Una vez hecho el torniquete, me dispuse a ir directamente al consultorio de don Tomás, que estaba en la que hoy se llama “la replaceta del médico”. Para ello subí por la cuesta de las eras , crucé por detrás de la torre y llegué al consultorio. Hay que decir que el recorrido fue de unos dos kilómetros y todo cuesta arriba.

Entretanto no tenía fuertes dolores, pero vi que mi dedo se iba poniendo negro, con lo cual me reafirmé en la idea de que, efectivamente, había sido una víbora lo que me había picado.

El médico no estaba en el consultorio, pues había salido y tardaría en volver. Con esta noticia me sentí desamparado y decidí acudir a mi casa en la calle santa Bárbara.

Estaba mi madre en la calle charlando plácidamente con algunas vecinas, cuando aparecí por allí con mi dedo ennegrecido y le dije a mi madre que me había picado una víbora. Ella me dijo: “¡A ver ese dedo!”. Y acto seguido me deshizo la atadura del alambre. Para mi sorpresa, inmediatamente el dedo se puso de un delicioso color sonrosado. Ante esta evidencia, se vino a tierra mi hipótesis sobre el tipo de picadura y solo se me ocurrió pensar: menos mal que no estaba el médico, porque se hubiera reído de mí.

Con los años he sabido que, por mi errónea teoría sobre las serpientes, no me jugué el dedo de milagro, ya que llevé el torniquete bastante más de media hora. Suerte tuve de que el cierre de la circulación no debía de ser total, por lo poco adaptable que era el cable telefónico.

El susto de aquel día fue morrocotudo y recuerdo aún cada detalle; sin embargo se ve que no me traumatizó el cerebro, porque seguí con mis costumbres de pesca como si nada hubiera pasado.

La conclusión que saqué finalmente es que la serpiente en realidad era de río y un dedo moviéndose en el agua debió de parecerle un pececillo y simplemente quiso merendárselo. La sorpresa que debió de llevarse la culebra al ver la reacción del “pececillo” también debió de ser notable. Puede que en el futuro, si salió viva del susto, se volviera vegetariana.

jueves, 4 de diciembre de 2008

La historia se repite

Contaba mi padre que en el Congreso de los Diputados había uno del que nadie sabía como tenía la voz o incluso si era mudo, ya que nunca decía nada, fuera cual fuera el tema debatido. Esto le daba cierto aire de persona inteligente, ya que se suele presuponer que si alguien habla poco es porque tiene pensamientos profundos.

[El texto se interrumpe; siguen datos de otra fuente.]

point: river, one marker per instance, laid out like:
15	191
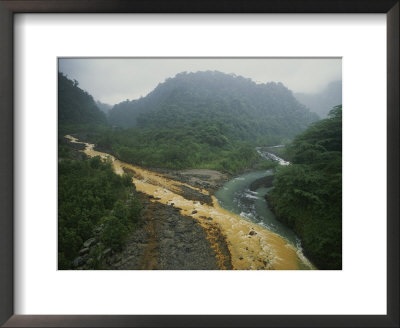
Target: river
252	246
237	197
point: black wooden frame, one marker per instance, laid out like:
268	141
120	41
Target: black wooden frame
7	10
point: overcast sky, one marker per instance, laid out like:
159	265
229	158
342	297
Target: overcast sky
114	80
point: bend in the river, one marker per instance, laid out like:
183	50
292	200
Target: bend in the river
251	245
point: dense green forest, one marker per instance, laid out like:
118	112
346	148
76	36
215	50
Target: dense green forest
203	120
77	109
307	195
93	202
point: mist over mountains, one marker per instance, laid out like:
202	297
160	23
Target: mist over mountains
322	102
236	105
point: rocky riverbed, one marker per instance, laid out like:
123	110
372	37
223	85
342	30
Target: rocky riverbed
166	240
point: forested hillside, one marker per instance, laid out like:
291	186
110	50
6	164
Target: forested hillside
203	120
75	106
239	106
95	206
307	195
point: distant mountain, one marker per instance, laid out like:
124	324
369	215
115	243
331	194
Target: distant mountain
234	106
76	106
105	108
322	102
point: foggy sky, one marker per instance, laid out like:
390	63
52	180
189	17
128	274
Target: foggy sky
114	80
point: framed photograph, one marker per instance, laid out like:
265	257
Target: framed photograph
223	174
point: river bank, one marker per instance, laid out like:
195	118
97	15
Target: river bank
249	245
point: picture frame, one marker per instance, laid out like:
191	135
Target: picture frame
10	7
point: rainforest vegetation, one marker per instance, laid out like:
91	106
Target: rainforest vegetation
92	200
307	195
197	120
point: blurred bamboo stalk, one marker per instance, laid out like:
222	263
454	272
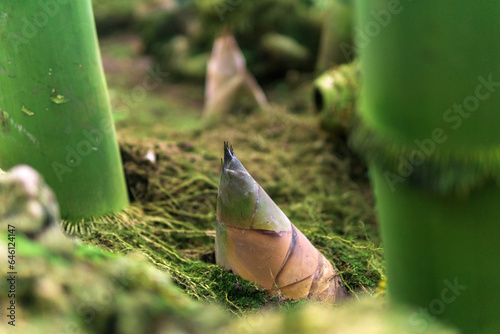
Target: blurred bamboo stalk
335	95
430	119
337	34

Por fin un día pidió permiso para hablar y, ante el silencio y la expectación general, se levantó y dijo:

“¡Por favor, cierren esa ventana de ahí, que entra un poco de frío!”.

Podemos imaginar la cara de asombro que pusieron todos y creo que a partir de aquella sesión al diputado silencioso ya no le consideraron tan inteligente como hasta entonces.

He oído decir que en Congreso actual hay un elevado número de diputados silenciosos, pero ahora no es por falta ni sobra de inteligencia, sino por otras razones, que todos conocemos.

Otra de silenciosos


Hubo una época en que las sesiones nocturnas de festejo de las parejas de novios consistían en reunirse ambos, junto con algunos familiares de la novia, alrededor del fuego, después de cenar. “Allí, en plácido sosiego y armonía incomparable, pasan un rato agradable juntos al amor del fuego”. (Decía al respecto el poeta).

Los presentes iban contando sus cosas, mientras el perro atraído por las llamas y ajeno lógicamente a la conversación, aprovechaba para echarse una buena cabezadilla.

Uno de aquellos novios al que Dios no había dotado ni siquiera con regular facilidad de palabra, se pasaba sesiones enteras sin abrir la boca, hasta que un día, de repente, la abrió y dijo:

“Hablando de todo un poco, aunque les cambie la conversación... ¡Que coj... más majos tiene ese perro!”

Los padres de la novia debieron pensar: “¡Vaya cacho de novio que tiene nuestra hija!”

Y yo, por mi cuenta, añado: ¡Cuando un silencioso pertinaz dice algo de repente, cuidado con él, que seguro que no dice alguna frase lapidaria, sino simplemente cualquier parida!